“Argle” appears in the late 1500s and means to argue obstinately, to wrangle, possibly a popular perversion of “argue,” or confusion of that word with “haggle.”
“Argle-bargle” is Scottish and first appeared in 1808 in Jamieson’s Etymological Dictionary of the Scottish Tongue. A close variant, “aurgle-bargain,” dates all the way back to 1720. The Scots seem to have a penchant for reduplication. Other examples are: “catter-batter” (to wrangle), “crinkie-winkie” (a contention), “hackum-plackum” (to barter).
As far as we know, “bargy” and “bargle” never existed as independent words. They only appeared as the doubling, or reduplication, of “argy” and “argle.”
An “argle-bargle” has been described as a relatively amicable, if somewhat heated, argument, somewhere between a spirited debate and a fistfight.
From Kidnapped, by Robert Louis Stevenson (1886): “Last night ye haggled and argle-bargled like an apple-wife.” An apple-wife was a seller of apples from a stall, reputed to be just as argumentative and foul-tongued as her male counterparts.

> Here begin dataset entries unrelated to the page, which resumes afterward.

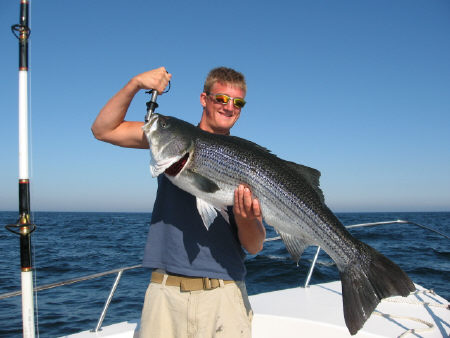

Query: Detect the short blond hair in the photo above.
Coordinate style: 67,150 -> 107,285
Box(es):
203,67 -> 247,94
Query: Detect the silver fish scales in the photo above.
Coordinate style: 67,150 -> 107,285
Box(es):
143,113 -> 415,335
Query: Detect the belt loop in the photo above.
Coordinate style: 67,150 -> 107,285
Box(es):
162,273 -> 168,287
219,279 -> 225,288
203,277 -> 212,290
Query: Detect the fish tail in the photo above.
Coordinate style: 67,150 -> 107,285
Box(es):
339,244 -> 415,335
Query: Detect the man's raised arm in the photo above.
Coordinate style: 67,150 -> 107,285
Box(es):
91,67 -> 171,149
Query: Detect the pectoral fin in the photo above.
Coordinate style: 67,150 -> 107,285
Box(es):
188,170 -> 220,193
196,198 -> 218,230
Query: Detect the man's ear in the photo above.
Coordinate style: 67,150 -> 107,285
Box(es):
200,92 -> 207,107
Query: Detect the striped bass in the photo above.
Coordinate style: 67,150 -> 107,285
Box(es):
143,113 -> 415,335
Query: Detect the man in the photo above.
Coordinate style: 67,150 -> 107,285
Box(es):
91,66 -> 266,337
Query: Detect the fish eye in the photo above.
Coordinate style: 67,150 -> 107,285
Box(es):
159,119 -> 170,129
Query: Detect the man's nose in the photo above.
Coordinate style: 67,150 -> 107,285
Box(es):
224,99 -> 234,111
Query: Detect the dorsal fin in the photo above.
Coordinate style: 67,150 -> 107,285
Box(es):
284,160 -> 325,203
226,135 -> 272,154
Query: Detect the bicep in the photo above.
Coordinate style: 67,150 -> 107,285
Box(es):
94,121 -> 149,149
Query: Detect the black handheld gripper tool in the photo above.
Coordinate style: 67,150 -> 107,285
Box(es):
145,89 -> 159,123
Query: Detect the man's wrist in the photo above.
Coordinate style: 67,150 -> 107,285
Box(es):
127,77 -> 143,94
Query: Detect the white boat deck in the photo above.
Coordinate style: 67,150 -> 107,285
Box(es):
64,281 -> 450,338
250,281 -> 449,337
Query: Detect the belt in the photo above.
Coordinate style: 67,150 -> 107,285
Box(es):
151,271 -> 235,292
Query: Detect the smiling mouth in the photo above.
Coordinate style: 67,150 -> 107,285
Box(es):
218,111 -> 234,118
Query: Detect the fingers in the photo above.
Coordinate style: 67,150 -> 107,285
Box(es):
234,187 -> 241,216
252,197 -> 262,218
234,185 -> 260,219
156,67 -> 172,94
236,185 -> 248,218
134,67 -> 172,93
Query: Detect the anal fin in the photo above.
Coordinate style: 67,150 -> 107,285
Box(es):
278,231 -> 311,264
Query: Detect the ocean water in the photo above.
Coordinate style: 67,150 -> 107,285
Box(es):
0,211 -> 448,337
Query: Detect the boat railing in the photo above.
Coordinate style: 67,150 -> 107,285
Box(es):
265,219 -> 448,288
0,264 -> 142,332
1,219 -> 447,333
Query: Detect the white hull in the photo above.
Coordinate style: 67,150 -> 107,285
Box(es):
64,281 -> 449,338
251,281 -> 449,337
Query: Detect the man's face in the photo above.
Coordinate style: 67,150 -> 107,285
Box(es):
200,82 -> 246,134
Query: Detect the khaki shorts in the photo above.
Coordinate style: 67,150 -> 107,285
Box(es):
139,273 -> 253,338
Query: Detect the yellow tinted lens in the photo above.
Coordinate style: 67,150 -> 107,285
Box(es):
234,98 -> 246,108
214,94 -> 229,104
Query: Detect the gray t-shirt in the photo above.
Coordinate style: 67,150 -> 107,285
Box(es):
142,175 -> 246,281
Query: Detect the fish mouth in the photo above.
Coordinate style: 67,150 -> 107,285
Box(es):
150,153 -> 184,177
148,112 -> 159,126
144,114 -> 192,177
164,152 -> 190,176
142,113 -> 160,136
150,147 -> 192,178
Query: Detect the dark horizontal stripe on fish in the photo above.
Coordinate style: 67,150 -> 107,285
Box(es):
165,153 -> 189,176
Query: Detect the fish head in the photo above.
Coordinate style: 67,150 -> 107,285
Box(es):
142,113 -> 195,177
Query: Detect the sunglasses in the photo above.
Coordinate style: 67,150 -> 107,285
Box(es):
207,93 -> 246,109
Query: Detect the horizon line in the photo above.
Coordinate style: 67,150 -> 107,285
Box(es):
1,209 -> 449,214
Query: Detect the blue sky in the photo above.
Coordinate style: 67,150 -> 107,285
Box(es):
1,0 -> 449,212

And from Margaret Ogilvy, by J M Barrie (1896): “Ten minutes at the least did she stand at the door argy-bargying with that man.”
The English also enjoy the fun of reduplication. Some examples with conventional rhyming are: super-duper and namby-pamby. Examples of those that modify an internal vowel are: dilly-dally, shilly-shally, wishy-washy, and zig-zag.
Okay. Being namby-pamby, I will shilly-shally around the kitchen, too wishy-washy to decide what to cook. Then I’ll zig-zag to the phone and call a super-duper delivery service.